Summary: 57th in a series from Ephesians. When we become a follower of Jesus, we enlist in a spiritual war so we need to be prepared for the battle.
When we began our journey through the Book of Ephesians about a year and a half ago, I described Paul’s letter as our basic training manual. I also observed that since we are in a spiritual battle, we all need to be prepared for that battle by going though the spiritual basic training that is required by that manual. In fact, the title for our entire series has been “Basic Training”. And now, as we enter our final leg of that journey, Paul brings that concept clearly into focus. Let’s read our passage out loud together:
Finally, be strong in the Lord and in his mighty power. Put on the full armor of God so that you can take your stand against the devil’s schemes. For our struggle is not against flesh and blood, but against the rulers, against the authorities, against the powers of this dark world and against the spiritual forces of evil in the heavenly realms. Therefore put on the full armor of God, so that when the day of evil comes, you may be able to stand your ground, and after you have done everything, to stand.
Ephesians 6:10-13 (NIV)
The attacks on our country on September 11, 2001 were a wake up call for our country. As the 9/11 Commission and others observed after the fact, one of the main reasons that we were attacked is that, as a country, we didn’t even recognize that these Islamic extremists were at war with us. And since we didn’t realize that we were in a war, we hadn’t made adequate preparations to prevent such an attack.
Unfortunately, especially in this country, our Christianity has become so comfortable that I’m afraid that many of us have either failed to recognize that we’re in a war, or we’ve long forgotten that over the years. Somehow, when we get in our air-conditioned cars to drive to an air-conditioned building where we enter in and sing joyful songs of praise, listen to a 30 minute message, sing another couple of songs, throw a few dollars in the offering plate to pay others to do ministry on our behalf, and then get together to eat, that just doesn’t feel like being at war.
As Paul nears the end of his letter, he wants to summarize everything he has written thus far for his readers and draw the letter to a close.
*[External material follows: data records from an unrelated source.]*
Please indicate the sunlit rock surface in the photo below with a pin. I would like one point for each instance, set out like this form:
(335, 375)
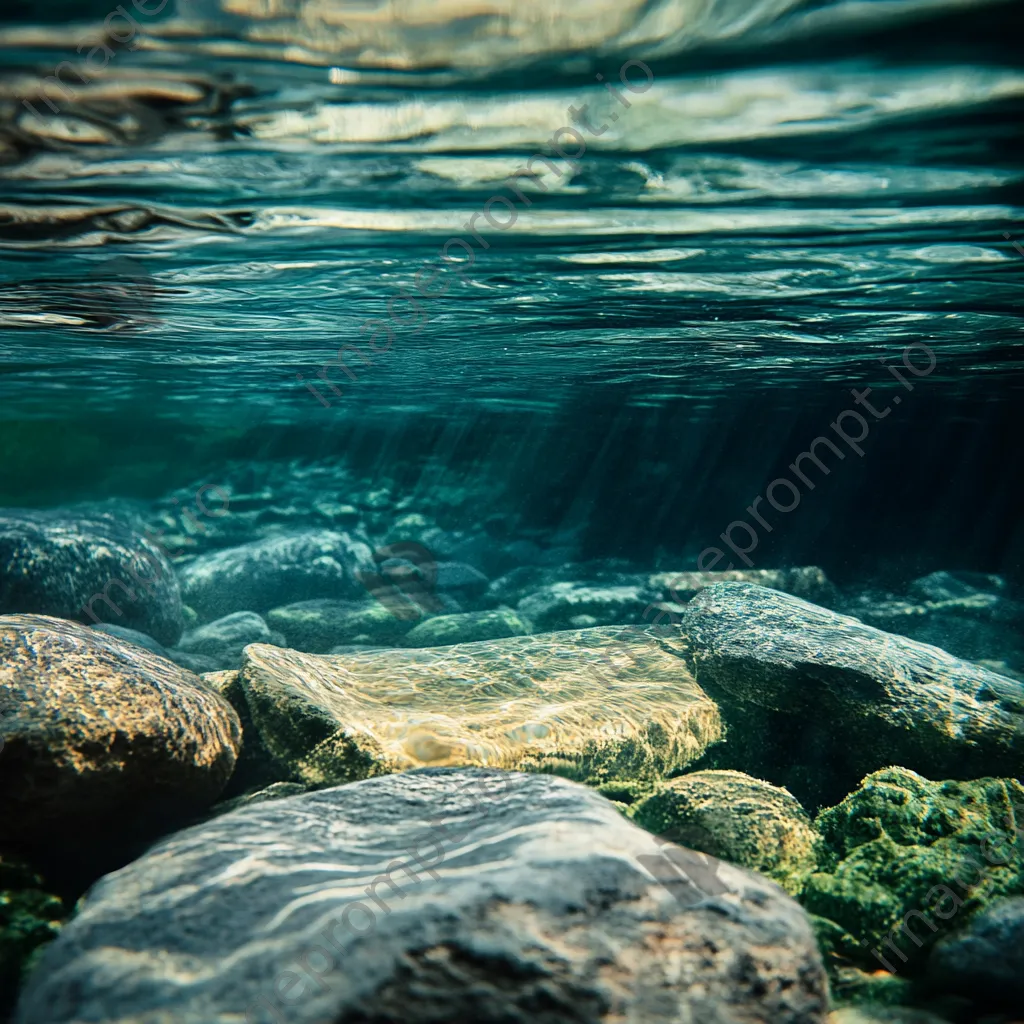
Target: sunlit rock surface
(101, 735)
(430, 897)
(815, 700)
(595, 705)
So he introduces this last section with the word “finally”. That Greek phrase is used here by Paul to call attention to one last matter that is the key to applying everything that Paul has written up to this point.
In essence, here is what Paul is communicating to his readers. He has given them a very clear picture of what God has done in their lives and how they are to live their lives in light of what God has done for them. But what Paul wants to remind his readers, and us, is that just because we know the truth about the resurrection and the power it makes available in our lives, we still can’t take things for granted. Just because we understand the principles about how to conduct our lives doesn’t guarantee that we’ll be able to apply them effectively. The power is there and the principles are there, but there is also one more thing we need to be aware of. The enemy is there also, and he will do everything he can to thwart God’s will in your life.
In other words, whether we recognize it or not, we are in a war. And therefore we need to make sure that we are prepared for the battles that we are going to face each day. The moment that we committed our lives to Jesus Christ, we enlisted as soldiers in that war. So we had better be prepared to fight those battles by making sure that we complete our spiritual basic training.
One of the most important aspects of this war is that God doesn’t expect us to fight it alone. He has brought us all together in one body, the church, so that we can stand shoulder to shoulder and encourage and help each other as we fight. That is the overriding principle we’ve seen all throughout this letter. I think one of the mistakes that many people have made over the years is that they approach this section on spiritual warfare as merely an individual battle. But I would suggest to you that Paul had a much more corporate approach in mind. The United States would never send just one soldier to fight a war. For instance, right now in Iraq, we have around 150,000 soldiers fighting that war. God never sends just one of His children to fight a spiritual war, either. He joins us together with the rest of His body, the church, in order to fight that war.